Sudaneses protestam contra acordo de normalização com Israel, em Cartum, capital do Sudão, 25 de setembro de 2020 [Abbas M. Idris/Agência Anadolu]
Sudaneses protestam contra acordo de normalização com Israel, em Cartum, capital do Sudão, 25 de setembro de 2020 [Abbas M. Idris/Agência Anadolu]

Os Emirados Árabes Unidos são acusados de cumplicidade na turbulência política do Sudão já há algum tempo. Há quem acredite até mesmo que as maquinações políticas no leste do Sudão são de fato patrocinadas e sustentadas pelo governo emiradense em Abu Dhabi.

Mohamed Ali Al-Jazouli, chefe do Partido de Desenvolvimento e Estado da Lei, no Sudão, acusou os Emirados de tentar reproduzir um cenário similar ao conselho transicional separatista do Iêmen, em solo sudanês, ao apoiar manifestantes que reivindicam a secessão do restante do país. De fato, Abu Dhabi é acusado de trabalhar com revolucionários que exortam reformas políticas e divisão territorial do Sudão, nas regiões de Darfur, Nilo Azul e Cordofão do Sul.

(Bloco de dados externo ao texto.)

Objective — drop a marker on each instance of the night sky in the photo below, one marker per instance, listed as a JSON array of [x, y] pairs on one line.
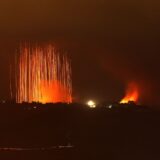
[[111, 43]]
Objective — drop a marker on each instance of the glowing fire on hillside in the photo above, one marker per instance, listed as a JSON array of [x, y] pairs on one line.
[[132, 93], [43, 75]]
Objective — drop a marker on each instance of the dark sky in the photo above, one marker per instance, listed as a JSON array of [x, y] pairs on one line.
[[111, 42]]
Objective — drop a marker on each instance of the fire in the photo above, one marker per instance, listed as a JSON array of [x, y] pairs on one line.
[[132, 93], [43, 75]]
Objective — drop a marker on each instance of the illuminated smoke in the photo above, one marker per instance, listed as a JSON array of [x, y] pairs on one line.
[[132, 93], [43, 75]]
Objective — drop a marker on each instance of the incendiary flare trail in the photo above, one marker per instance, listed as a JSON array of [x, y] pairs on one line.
[[43, 75]]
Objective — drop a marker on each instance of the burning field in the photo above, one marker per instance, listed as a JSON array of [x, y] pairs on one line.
[[42, 75]]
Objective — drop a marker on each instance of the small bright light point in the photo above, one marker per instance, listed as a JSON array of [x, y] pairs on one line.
[[91, 104], [110, 106]]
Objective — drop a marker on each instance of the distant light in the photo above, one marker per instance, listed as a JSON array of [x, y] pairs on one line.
[[91, 104], [110, 106]]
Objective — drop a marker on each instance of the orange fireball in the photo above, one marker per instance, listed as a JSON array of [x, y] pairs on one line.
[[132, 93]]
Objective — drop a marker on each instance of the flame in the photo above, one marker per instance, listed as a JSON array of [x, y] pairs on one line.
[[43, 75], [132, 93]]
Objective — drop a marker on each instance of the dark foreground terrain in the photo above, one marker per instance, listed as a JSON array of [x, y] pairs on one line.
[[66, 132]]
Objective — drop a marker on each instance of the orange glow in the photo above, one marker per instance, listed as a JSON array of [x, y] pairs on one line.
[[43, 75], [132, 93]]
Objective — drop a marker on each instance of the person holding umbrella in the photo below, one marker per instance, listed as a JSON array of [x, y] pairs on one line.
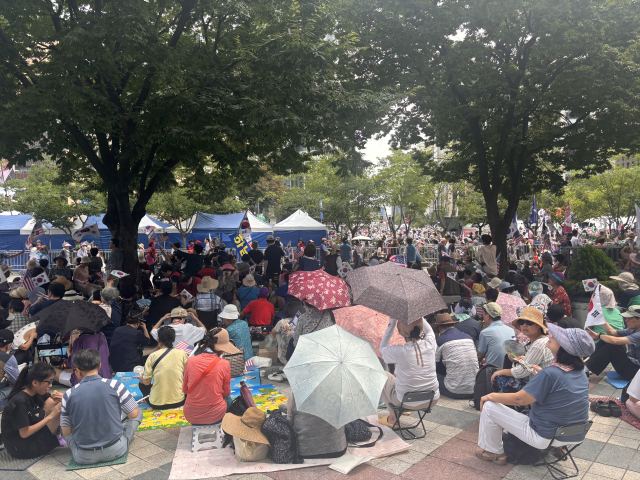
[[415, 363]]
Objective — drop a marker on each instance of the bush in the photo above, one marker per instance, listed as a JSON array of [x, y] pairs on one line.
[[591, 262]]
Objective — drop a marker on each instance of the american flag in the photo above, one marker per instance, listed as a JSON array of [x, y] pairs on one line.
[[184, 346], [27, 282], [399, 259]]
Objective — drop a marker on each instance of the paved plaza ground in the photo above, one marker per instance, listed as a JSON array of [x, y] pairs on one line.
[[611, 451]]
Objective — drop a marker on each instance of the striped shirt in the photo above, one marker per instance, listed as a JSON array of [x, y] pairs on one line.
[[458, 353], [93, 408]]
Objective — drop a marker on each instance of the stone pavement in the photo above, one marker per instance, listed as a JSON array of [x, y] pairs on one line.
[[611, 451]]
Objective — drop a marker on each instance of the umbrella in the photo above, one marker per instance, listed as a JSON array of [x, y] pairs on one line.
[[319, 289], [367, 324], [336, 376], [65, 316], [509, 304], [402, 293]]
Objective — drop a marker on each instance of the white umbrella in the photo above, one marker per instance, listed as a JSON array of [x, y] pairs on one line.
[[335, 375]]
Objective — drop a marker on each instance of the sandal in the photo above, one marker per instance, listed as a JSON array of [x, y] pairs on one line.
[[491, 457], [385, 421], [615, 409]]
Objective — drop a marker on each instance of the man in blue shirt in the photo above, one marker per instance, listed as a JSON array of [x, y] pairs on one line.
[[490, 345], [345, 248], [410, 251], [91, 414]]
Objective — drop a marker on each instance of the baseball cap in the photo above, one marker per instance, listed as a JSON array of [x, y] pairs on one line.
[[6, 337]]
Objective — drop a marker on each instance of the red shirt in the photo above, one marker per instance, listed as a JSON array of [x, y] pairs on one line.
[[192, 289], [208, 272], [206, 403], [261, 311]]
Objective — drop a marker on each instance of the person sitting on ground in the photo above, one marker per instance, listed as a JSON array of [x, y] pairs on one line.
[[308, 262], [415, 363], [531, 323], [185, 332], [127, 342], [166, 367], [208, 301], [456, 362], [630, 290], [60, 269], [77, 343], [238, 330], [558, 316], [31, 419], [56, 292], [207, 380], [490, 344], [262, 311], [611, 347], [558, 395], [610, 312], [96, 398]]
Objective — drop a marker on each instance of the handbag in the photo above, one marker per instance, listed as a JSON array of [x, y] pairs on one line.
[[237, 362], [358, 431]]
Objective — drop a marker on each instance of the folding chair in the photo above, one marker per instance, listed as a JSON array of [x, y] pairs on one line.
[[413, 397], [557, 441]]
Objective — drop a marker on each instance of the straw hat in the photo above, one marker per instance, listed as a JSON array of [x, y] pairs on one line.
[[62, 280], [178, 312], [223, 344], [445, 319], [626, 281], [19, 292], [531, 314], [207, 285], [248, 427]]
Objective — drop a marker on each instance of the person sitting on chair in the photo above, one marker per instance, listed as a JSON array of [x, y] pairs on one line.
[[166, 367], [96, 398], [558, 395], [415, 365]]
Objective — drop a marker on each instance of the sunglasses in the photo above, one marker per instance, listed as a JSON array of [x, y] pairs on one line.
[[526, 322]]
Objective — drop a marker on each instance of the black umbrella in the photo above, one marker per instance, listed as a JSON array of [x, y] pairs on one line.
[[65, 316]]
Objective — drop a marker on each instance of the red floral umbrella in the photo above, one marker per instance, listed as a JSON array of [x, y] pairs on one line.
[[319, 289], [367, 324]]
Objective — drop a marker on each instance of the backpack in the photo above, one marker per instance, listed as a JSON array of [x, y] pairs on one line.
[[283, 440], [483, 384]]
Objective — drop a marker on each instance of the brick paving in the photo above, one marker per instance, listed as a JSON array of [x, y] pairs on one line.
[[611, 451]]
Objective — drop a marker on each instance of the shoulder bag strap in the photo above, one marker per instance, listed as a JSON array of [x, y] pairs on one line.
[[161, 357], [207, 370], [370, 444]]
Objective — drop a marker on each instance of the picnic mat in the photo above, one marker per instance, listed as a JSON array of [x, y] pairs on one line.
[[267, 397], [615, 379], [118, 461], [626, 415], [7, 462], [220, 463]]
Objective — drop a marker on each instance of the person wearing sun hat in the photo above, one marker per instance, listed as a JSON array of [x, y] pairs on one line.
[[207, 380], [627, 284], [531, 323], [238, 330], [456, 362], [558, 395]]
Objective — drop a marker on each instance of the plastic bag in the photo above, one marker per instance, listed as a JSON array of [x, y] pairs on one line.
[[250, 451], [261, 362]]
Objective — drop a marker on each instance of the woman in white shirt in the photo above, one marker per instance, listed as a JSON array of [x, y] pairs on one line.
[[415, 363]]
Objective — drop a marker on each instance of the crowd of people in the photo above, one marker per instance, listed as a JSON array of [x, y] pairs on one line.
[[207, 298]]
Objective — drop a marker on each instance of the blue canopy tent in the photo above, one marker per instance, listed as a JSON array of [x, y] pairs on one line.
[[300, 225]]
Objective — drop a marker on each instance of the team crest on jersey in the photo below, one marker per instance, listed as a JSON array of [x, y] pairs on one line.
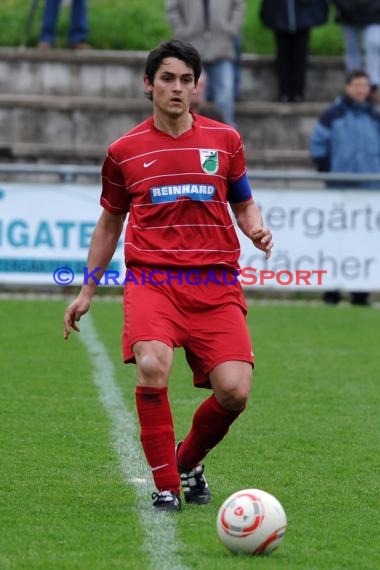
[[209, 160]]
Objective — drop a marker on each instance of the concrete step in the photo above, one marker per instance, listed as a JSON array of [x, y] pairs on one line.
[[73, 127], [119, 74]]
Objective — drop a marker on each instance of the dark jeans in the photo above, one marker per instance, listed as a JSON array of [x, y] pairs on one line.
[[292, 52], [78, 22], [356, 297]]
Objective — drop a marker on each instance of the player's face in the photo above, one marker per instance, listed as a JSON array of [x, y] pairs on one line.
[[173, 87], [358, 89]]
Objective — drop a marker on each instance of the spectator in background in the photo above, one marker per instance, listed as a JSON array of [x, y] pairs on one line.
[[199, 103], [347, 139], [213, 27], [360, 20], [78, 29], [291, 21]]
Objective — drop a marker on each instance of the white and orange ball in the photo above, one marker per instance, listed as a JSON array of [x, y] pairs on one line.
[[251, 521]]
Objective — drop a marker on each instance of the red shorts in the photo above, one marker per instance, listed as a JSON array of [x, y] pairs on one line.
[[205, 318]]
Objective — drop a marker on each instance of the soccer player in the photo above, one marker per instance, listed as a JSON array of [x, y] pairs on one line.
[[175, 174]]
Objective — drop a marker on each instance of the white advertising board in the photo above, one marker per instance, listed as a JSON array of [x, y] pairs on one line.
[[332, 235]]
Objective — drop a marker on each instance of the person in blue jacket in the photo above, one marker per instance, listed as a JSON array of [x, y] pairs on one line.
[[360, 21], [291, 21], [346, 139]]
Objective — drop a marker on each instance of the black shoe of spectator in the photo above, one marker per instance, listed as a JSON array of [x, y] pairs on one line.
[[360, 298]]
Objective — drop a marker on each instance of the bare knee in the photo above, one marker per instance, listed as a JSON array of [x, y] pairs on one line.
[[154, 360]]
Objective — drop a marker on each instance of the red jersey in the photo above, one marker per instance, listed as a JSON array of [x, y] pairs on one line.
[[176, 193]]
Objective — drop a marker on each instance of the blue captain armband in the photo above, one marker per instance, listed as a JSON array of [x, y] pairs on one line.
[[240, 190]]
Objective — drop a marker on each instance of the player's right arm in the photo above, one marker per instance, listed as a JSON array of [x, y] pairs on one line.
[[102, 247]]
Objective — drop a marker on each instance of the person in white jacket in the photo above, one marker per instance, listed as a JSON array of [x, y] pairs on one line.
[[212, 27]]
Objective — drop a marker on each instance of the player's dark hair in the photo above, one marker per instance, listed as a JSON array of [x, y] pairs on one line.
[[355, 74], [172, 48]]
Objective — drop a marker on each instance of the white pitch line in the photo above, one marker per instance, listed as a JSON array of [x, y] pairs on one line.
[[160, 543]]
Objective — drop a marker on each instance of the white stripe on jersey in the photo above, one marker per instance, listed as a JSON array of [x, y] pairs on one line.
[[184, 250]]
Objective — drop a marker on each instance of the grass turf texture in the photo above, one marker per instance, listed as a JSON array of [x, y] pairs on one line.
[[141, 24], [309, 436]]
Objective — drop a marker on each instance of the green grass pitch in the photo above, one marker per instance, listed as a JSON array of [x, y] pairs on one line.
[[310, 436]]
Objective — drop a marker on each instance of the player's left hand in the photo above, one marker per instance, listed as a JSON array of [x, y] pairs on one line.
[[262, 239]]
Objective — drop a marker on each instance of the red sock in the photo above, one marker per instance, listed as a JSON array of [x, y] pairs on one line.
[[211, 422], [157, 436]]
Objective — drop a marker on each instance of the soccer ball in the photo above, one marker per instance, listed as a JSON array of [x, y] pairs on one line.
[[251, 521]]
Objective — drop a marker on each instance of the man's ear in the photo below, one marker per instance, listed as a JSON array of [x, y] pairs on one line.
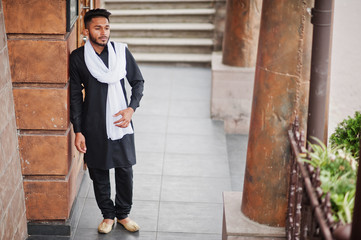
[[86, 32]]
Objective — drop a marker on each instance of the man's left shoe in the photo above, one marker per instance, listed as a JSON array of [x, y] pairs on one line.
[[105, 227], [131, 226]]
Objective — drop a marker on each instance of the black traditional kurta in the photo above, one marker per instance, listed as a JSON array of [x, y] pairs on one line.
[[89, 118]]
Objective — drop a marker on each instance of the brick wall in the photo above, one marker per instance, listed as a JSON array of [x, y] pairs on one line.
[[12, 202], [39, 47]]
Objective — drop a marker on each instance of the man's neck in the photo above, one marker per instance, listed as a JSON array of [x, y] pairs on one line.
[[99, 49]]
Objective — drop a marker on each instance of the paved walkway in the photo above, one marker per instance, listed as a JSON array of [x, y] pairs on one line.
[[345, 95], [182, 167], [185, 161]]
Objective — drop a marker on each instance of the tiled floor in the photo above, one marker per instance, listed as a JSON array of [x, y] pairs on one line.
[[183, 162]]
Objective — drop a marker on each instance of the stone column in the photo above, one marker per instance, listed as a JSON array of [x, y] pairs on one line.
[[280, 93], [233, 71], [39, 48], [241, 33]]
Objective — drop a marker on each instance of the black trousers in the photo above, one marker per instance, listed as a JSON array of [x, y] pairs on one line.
[[124, 191]]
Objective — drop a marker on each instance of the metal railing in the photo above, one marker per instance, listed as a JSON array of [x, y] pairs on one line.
[[309, 215]]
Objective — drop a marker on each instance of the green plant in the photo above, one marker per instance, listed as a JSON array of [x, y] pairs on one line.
[[338, 172], [347, 134]]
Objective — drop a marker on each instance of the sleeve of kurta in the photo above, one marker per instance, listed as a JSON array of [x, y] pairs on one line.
[[76, 94], [135, 80]]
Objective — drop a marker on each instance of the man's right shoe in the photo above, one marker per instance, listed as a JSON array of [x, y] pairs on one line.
[[105, 227], [130, 225]]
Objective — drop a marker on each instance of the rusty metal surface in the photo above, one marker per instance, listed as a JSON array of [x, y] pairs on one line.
[[316, 221], [279, 95], [241, 32]]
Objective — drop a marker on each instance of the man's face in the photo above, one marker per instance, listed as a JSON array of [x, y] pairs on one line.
[[99, 31]]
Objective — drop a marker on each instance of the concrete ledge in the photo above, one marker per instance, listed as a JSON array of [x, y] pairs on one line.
[[232, 91], [236, 226]]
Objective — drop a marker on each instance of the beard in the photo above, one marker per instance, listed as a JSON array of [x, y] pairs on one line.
[[97, 41]]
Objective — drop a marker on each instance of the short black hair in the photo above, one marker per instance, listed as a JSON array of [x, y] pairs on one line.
[[98, 12]]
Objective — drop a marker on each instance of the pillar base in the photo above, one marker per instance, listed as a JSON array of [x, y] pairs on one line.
[[62, 230], [236, 226], [231, 101]]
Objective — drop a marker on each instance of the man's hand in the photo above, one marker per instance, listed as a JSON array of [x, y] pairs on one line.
[[126, 117], [80, 142]]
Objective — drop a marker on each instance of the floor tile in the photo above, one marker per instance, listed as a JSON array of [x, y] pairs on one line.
[[147, 187], [150, 124], [190, 109], [183, 125], [153, 106], [187, 236], [91, 215], [190, 217], [202, 165], [145, 213], [149, 142], [194, 189], [149, 163], [116, 234], [195, 144], [191, 92]]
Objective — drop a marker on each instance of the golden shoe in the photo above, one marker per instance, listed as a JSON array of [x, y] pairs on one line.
[[105, 227], [131, 226]]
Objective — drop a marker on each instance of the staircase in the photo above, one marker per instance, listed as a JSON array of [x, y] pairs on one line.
[[165, 31]]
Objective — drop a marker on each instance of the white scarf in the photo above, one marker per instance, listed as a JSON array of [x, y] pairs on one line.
[[111, 76]]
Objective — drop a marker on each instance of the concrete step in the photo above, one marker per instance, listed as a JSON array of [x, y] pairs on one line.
[[168, 45], [164, 30], [163, 16], [198, 59], [157, 4]]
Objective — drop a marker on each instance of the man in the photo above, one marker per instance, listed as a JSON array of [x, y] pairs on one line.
[[102, 119]]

O longevo ditador do Sudão, Omar al-Bashir, era próximo dos estados do Golfo, particularmente Arábia Saudita e Emirados Árabes Unidos. Bashir foi deposto após protestos populares que eclodiram em dezembro de 2018. Ao perceber que distanciava-se cada vez mais do poder e de alguns aliados próximos, especialmente o comandante das Forças de Suporte Rápidas (RSF), Mohammad Hamdan Dagalo (conhecido como Hemetti), que já havia iniciado conversas por apoio emiradense, Bashir visitou o Catar, rival regional de Abu Dhabi, para buscar seu próprio apoio político e financeiro.

O Catar competia com seus adversários no Oriente Médio por influência no Sudão e outros países no Mar Vermelho e Golfo de Aden. Contudo, sob receios de ser pego no fogo cruzado dos protestos sudaneses, após manifestantes alertarem contra envolvimento de qualquer estado do Golfo nos assuntos políticos do Sudão, o Catar decidiu rejeitar a aproximação de Bashir. Membros da RSF, porém, entrincheiravam sua própria relação com Riad e Abu Dhabi.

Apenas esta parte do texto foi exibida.